Lower triangular block matrix is unitarily diagonalizable, then blocks on diagonal is unitarily diagonalizable Suppose $M=\bigl( \begin{smallmatrix} A & 0 \\ C & B \end{smallmatrix} \bigr)\in\mathbb{C}^{n\times n}$ is unitarily diagonalizable, that means there exists an unitary matrix $U$ s.t. $U^*MU$ is a diagonal matrix. Show $A,B$ are unitarily diagonalizable too.
My method is as following:
Since a matrix $T$ is unitarily diagonalizable iff $T$ is normal, that means $T^*T=TT^*$. I try to prove $AA^*=A^*A$ and $BB^*=B^*B$. Since we know $M^*=\bigl( \begin{smallmatrix} A^* & C^* \\ 0 & B^* \end{smallmatrix} \bigr)$. Then $M^*M=MM^*$ implies $A^*A+C^*C=AA^*,C*B=AC^*,B^*C=CA^*,B^*B=CC^*+BB^*.$ It seems we cannot deduce $AA^*=A^*A$ and $BB^*=B^*B$ in this way.

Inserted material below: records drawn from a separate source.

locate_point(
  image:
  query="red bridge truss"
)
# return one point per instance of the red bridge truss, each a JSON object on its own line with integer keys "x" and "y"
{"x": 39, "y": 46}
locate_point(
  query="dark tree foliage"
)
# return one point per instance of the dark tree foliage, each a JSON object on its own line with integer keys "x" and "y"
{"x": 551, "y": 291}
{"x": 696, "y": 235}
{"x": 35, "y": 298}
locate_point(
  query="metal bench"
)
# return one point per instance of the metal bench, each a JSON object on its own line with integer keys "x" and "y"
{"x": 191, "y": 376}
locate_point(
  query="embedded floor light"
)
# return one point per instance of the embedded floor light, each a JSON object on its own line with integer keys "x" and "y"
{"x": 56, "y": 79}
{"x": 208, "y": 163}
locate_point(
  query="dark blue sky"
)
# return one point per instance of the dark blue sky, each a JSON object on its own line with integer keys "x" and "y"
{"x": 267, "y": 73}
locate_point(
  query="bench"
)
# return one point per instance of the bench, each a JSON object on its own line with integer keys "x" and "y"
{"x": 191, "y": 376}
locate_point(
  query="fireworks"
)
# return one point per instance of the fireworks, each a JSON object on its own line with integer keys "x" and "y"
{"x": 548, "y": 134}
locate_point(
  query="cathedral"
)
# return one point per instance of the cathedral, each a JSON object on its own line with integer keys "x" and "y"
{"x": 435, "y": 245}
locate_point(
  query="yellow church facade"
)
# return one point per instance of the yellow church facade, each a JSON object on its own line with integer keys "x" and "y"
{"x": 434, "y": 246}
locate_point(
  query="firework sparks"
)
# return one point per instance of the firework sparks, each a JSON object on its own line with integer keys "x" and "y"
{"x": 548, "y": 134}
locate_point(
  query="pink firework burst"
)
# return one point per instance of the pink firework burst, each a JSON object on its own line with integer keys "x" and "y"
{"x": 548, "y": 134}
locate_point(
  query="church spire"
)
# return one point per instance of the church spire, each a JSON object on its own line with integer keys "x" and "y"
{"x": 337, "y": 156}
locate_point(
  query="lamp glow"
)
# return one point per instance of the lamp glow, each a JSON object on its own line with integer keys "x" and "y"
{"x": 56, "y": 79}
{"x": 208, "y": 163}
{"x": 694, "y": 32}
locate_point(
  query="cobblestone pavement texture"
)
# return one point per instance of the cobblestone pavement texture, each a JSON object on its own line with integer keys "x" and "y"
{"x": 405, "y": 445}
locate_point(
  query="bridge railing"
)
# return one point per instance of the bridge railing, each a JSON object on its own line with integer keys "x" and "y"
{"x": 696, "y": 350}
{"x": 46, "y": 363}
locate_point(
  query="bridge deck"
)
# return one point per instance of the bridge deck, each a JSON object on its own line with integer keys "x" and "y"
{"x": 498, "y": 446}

 A: Use trace to prove $C=0$ and you are close. Since $A^*A+C^*C=AA^*$
$$
Tr(A^*A+C^*C)=Tr(A^*A)+Tr(C^*C)=Tr(AA^*)
$$
Since $Tr(A^*A)=Tr(AA^*)$
$$
Tr(C^*C)=0\quad\text{ and thus }\quad C=0
$$
So $A^*A=AA^*$ and $A$ is normal. Likewise $B$ is normal too. 
A: You can do this without using the characterisation of unitarily diagonalisable matrices as those that commute with their conjugate transpose, using a more geometric argument. The question splits into two parts: first showing that $A$ and $B$ are diagonalisable, and then that if so, there is an orthonormal basis of eigenvectors (because in that case the change of basis matrix will be unitary). The latter will be possible if and only if the eigenspaces for distinct eigenvalues are orthogonal to each other (in which case it suffices to choose orthonormal bases in each eigenspace). Since it is given that the eigenspaces of $M$ are orthogonal to each other, this will follow automatically for the eigenspaces of $A$ and $B$, so the latter part is easy, and one can focus on the former part. (To be honest, this "follows automatically" is easier to see for $B$, whose eigenspaces are isometrically embedded into the eigenspaces of $M$, than it is for $A$ where one needs to consider dual eigenspaces. But it is easy to see that "unitarily diagonalisable" is invariant under (conjugate) transposition, so if it works for $B$, it should work for $A$ as well.)
What is left is to show that if a block triangular matrix$~M$ is diagonalisable, then so are its diagonal blocks. This can be proved by forming the polynomial $P=\prod_\lambda(X-\lambda)$ where $\lambda$ runs over all distinct eigenvalues of$~M$. By construction $P$ is split with simple roots, and it annihilates$~M$. But then it also annihilates the diagonal blocks of $M$, and any square matrix annihilated by a polynomial that is split with simple roots is diagonalisable. This part is related to this question, among whose answers you will find alternative arguments.